Apesar desse posicionamento de precaução, as feministas concordam

com a pesquisa de células-tronco provenientes de adultos, do cordão umbilical e até de embriões, desde que não sejam criados exclusivamente para pesquisa. Por outro lado, também aproximam a questão da clonagem com a das novas tecnologias reprodutivas.

 

Apesar de seus questionamentos, Oliveira afirma que a tendência brasileira é de liberação das pesquisas com células-tronco embrionárias em nome da corrida da ciência.

 

“Há uma pressão enorme de parte expressiva da comunidade cientifica para isso. Além da pressão sobre o governo por parte dos cientistas, existem os grupos organizados em torno de determinadas doenças, que podem se beneficiar de possíveis sucessos das pesquisas”, diz a médica.

 

A diferença de opinião entre Teixeira e Oliveira espelha também diferentes concepções da bioética no debate sobre células-tronco. Para Teixeira, a bioética é um neologismo que apareceu em 1971, e o objetivo dela consiste em estudar a moralidade da conduta humana no campo das ciências da vida. ”Nós temos que nos preocupar com moral e ética, e não com política. A ética é um comportamento que preocupa respeitar a pessoa humana, e nesse ponto de vista não cabe a visão política.
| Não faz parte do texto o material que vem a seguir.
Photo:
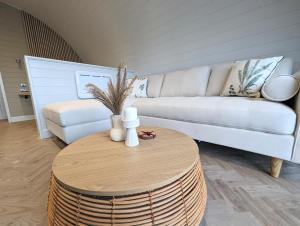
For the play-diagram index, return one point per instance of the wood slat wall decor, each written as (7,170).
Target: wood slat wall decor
(43,41)
(179,203)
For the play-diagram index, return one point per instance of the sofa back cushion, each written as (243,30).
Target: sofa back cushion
(284,67)
(154,84)
(217,79)
(190,82)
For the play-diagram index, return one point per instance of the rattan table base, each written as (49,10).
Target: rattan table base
(180,203)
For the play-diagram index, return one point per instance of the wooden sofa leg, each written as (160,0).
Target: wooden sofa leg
(275,166)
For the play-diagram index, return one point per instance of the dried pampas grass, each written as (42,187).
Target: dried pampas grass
(116,94)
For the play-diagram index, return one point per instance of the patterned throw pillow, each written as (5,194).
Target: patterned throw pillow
(247,77)
(139,87)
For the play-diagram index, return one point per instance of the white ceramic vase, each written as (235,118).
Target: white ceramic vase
(117,132)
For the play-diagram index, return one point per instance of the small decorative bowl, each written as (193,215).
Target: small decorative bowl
(146,135)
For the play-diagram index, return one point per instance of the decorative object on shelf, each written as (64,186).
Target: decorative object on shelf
(114,99)
(130,122)
(24,91)
(146,135)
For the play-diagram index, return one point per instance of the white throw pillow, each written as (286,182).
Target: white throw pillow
(247,77)
(280,88)
(139,87)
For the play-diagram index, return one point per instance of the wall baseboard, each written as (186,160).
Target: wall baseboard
(21,118)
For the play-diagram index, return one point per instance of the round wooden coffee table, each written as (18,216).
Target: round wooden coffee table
(96,181)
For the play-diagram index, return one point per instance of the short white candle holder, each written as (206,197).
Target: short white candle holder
(131,134)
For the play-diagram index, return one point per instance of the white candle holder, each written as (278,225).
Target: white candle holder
(131,134)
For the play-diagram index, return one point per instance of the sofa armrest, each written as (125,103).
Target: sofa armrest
(296,107)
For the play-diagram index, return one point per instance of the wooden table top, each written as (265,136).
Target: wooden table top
(95,165)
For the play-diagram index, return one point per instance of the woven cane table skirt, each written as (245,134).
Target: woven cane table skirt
(180,202)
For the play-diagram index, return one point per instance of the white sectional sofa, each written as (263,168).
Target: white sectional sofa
(189,101)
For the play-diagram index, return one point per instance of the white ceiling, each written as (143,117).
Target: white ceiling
(163,35)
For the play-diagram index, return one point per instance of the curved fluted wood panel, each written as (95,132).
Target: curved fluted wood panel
(45,42)
(180,203)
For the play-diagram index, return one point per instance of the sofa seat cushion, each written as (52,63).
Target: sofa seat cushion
(75,112)
(235,112)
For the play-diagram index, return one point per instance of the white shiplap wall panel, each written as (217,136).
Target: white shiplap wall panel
(54,81)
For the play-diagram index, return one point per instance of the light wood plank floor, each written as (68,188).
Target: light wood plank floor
(240,192)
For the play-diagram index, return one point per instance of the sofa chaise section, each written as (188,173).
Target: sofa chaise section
(71,120)
(189,101)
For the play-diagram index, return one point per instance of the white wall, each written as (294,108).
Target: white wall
(13,45)
(54,81)
(162,35)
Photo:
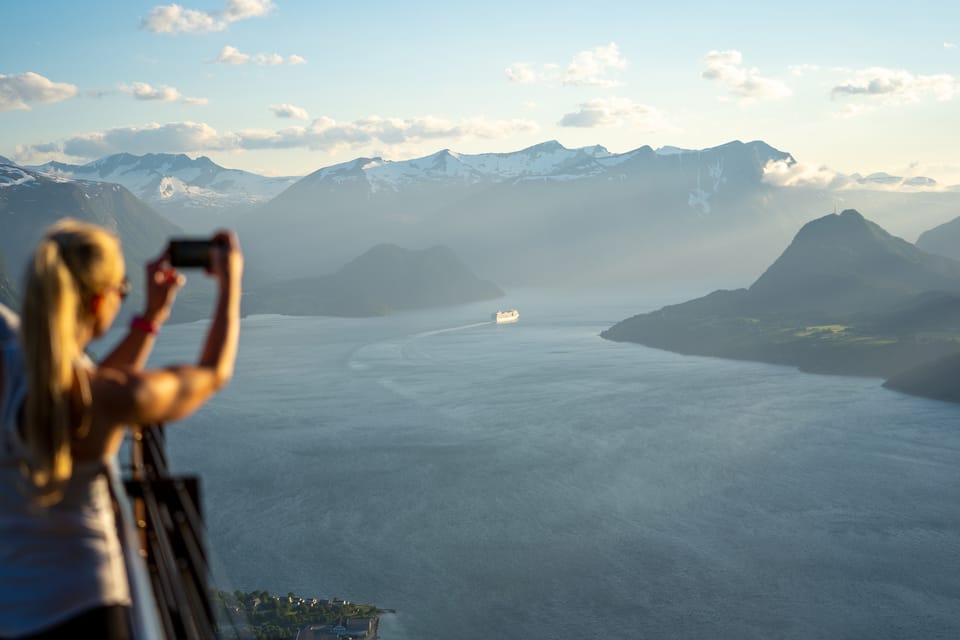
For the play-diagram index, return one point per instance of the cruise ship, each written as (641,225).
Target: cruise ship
(503,317)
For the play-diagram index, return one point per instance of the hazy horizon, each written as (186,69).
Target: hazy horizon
(284,88)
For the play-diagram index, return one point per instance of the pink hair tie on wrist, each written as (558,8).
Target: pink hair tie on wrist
(141,323)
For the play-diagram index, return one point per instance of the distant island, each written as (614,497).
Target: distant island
(385,279)
(845,297)
(259,615)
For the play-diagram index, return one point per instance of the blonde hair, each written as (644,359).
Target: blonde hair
(72,264)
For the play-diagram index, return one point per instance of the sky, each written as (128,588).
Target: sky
(286,87)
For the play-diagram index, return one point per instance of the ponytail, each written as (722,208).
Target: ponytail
(57,297)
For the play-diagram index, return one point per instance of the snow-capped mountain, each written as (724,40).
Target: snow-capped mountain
(546,161)
(31,200)
(176,185)
(541,214)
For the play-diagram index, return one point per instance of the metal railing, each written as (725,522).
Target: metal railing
(169,523)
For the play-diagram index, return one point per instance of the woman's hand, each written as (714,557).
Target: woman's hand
(163,282)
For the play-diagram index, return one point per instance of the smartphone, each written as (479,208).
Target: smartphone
(189,252)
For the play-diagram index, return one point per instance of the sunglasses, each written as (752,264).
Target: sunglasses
(123,289)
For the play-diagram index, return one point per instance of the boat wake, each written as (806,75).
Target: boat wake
(396,348)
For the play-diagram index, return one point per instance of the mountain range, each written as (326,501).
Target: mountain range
(30,201)
(384,279)
(543,215)
(194,193)
(845,297)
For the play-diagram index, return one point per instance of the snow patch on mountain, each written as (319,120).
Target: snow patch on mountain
(168,180)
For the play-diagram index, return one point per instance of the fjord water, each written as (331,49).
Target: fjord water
(536,481)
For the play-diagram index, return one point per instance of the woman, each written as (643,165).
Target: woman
(62,421)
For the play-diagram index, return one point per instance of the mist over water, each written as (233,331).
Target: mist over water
(536,481)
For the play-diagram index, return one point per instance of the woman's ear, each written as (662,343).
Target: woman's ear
(96,302)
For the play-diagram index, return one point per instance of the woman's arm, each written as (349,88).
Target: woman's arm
(125,396)
(162,284)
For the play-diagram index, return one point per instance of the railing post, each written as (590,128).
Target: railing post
(172,537)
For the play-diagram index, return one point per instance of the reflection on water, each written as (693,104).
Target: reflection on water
(535,481)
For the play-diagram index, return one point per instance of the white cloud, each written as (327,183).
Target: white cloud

A religião sim pode ajustar a bioética, mas não a política”, diz Teixeira.

 

Já a médica Fátima de Oliveira entende a bioética como movimento social que procura cominhos para a participação qualificada nos debates e nas decisões relativas á biotecnologia. Para ela, a bioética não tem como finalidade solucionar impasses, mas sim levantar questionamentos. “A bioética não é apolítica. Assim como a ética também não é. Ambas sofrem historicamente interferência de classe ou de gênero”, diz Oliveira.

 

Cada vez mais os embates trazidos pelas novas tecnologias colocam em evidencia os limites e a liberdade do fazer ciência, e trazem á tona serie de rupturas de conceitos e interesses de distintos grupos da sociedade.